17/05/2026
How do we Bring CANEX / Afrexim to Bamenda?
The cultural and creative industries in Bamenda are severely under-resourced financially, despite their role in job creation and social cohesion. Across Cameroon, CCIs operate with minimal access to capital, formal financing, and business training, which is why UNESCO has long advocated for governments and institutions to dedicate at least 2.5 % of their capital investment to the creative economy. In practice, that commitment rarely materializes at the local level, leaving creatives to self-fund through informal systems. Our Njangi for cultural entrepreneurs directly addresses this gap by creating a rotating capital pool that has already enabled members to acquire equipments and/ or launch projects without relying on external loans. With 7 members contributing monthly and a transparent governance structure, the model proves that collective trust can fill the financing void that banks and investors ignore.

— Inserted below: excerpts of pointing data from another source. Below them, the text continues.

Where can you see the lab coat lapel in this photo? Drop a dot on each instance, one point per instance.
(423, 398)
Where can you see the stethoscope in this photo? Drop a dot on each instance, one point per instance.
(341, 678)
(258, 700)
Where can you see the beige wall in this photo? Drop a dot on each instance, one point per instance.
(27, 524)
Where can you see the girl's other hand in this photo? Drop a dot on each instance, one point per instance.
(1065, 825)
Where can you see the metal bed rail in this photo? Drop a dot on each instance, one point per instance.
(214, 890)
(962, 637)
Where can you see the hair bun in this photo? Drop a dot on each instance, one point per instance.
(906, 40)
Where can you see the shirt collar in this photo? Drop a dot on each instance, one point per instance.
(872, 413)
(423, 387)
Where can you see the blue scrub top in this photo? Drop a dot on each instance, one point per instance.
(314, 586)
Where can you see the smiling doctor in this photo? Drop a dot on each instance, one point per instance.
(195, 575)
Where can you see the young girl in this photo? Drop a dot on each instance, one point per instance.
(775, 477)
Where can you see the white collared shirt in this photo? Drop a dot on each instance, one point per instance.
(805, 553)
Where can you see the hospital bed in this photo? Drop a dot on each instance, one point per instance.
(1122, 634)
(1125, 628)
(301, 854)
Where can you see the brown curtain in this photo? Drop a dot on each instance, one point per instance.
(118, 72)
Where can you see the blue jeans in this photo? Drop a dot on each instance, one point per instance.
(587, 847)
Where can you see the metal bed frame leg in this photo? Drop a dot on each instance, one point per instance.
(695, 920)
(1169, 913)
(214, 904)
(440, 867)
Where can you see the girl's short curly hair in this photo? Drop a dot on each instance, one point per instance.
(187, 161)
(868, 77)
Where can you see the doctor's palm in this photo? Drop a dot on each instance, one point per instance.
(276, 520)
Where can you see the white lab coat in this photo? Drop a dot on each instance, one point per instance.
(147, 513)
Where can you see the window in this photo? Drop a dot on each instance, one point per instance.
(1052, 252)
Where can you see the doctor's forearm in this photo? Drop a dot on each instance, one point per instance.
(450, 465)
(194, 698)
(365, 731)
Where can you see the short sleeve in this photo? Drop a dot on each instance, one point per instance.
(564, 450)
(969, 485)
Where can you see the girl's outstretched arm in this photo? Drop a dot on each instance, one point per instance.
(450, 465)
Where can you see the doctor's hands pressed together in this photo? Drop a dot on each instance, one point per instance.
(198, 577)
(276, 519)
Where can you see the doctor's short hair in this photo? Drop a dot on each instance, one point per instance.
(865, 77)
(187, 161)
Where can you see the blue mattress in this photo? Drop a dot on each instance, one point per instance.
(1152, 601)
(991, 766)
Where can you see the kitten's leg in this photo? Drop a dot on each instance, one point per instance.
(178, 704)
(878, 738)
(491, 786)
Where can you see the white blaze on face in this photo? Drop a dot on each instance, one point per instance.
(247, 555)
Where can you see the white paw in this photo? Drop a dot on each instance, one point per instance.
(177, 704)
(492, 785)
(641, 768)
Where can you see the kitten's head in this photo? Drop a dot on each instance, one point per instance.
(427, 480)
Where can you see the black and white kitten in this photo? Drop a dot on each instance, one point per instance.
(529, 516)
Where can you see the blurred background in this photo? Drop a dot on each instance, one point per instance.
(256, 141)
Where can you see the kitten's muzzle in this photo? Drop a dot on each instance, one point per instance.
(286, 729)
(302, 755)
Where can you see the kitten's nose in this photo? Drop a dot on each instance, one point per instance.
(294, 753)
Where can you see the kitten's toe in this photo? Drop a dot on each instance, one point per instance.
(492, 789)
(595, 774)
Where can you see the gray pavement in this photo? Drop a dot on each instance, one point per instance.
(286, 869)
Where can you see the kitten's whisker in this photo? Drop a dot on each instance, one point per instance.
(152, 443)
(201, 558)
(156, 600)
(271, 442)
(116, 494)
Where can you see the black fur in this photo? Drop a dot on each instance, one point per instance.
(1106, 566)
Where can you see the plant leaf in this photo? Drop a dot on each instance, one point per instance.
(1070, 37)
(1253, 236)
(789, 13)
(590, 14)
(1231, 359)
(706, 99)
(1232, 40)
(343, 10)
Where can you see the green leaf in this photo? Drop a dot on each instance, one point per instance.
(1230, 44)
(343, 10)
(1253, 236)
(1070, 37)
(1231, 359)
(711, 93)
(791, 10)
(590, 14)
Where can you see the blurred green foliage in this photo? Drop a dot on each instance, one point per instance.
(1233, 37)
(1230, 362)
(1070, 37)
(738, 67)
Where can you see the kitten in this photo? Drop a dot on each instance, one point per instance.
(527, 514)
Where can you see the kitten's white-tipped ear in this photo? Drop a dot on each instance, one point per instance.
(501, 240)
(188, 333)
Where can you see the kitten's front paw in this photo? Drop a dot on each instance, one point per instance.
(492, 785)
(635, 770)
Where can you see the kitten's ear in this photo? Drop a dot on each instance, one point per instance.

Scaling this scheme over the next five years can build a sustainable future for the CCI ecosystem in Bamenda and make it visible to CANEX and Afreximbank., grant schemes .The goal is to grow from 7 to 50+ creatives, formalize the Njangi into a registered arts incubator/fund, and use it as collateral and track record to access larger financing. CANEX and Afreximbank are designed to support African creative enterprises with capital and market linkages, but they require applicants to show governance, financial discipline, and measurable impact. By documenting our contribution records, beneficiary outcomes, we meet their standards. Studying arts entrepreneurship and cultural policy will give us the systems and business models to package a bankable “Bamenda Cultural Enterprise Hub.” In five years, this means Bamenda’s creatives won’t just be surviving show-to-show; they’ll have access to equipment, training, and growth capital that keeps revenue and intellectual property within the community.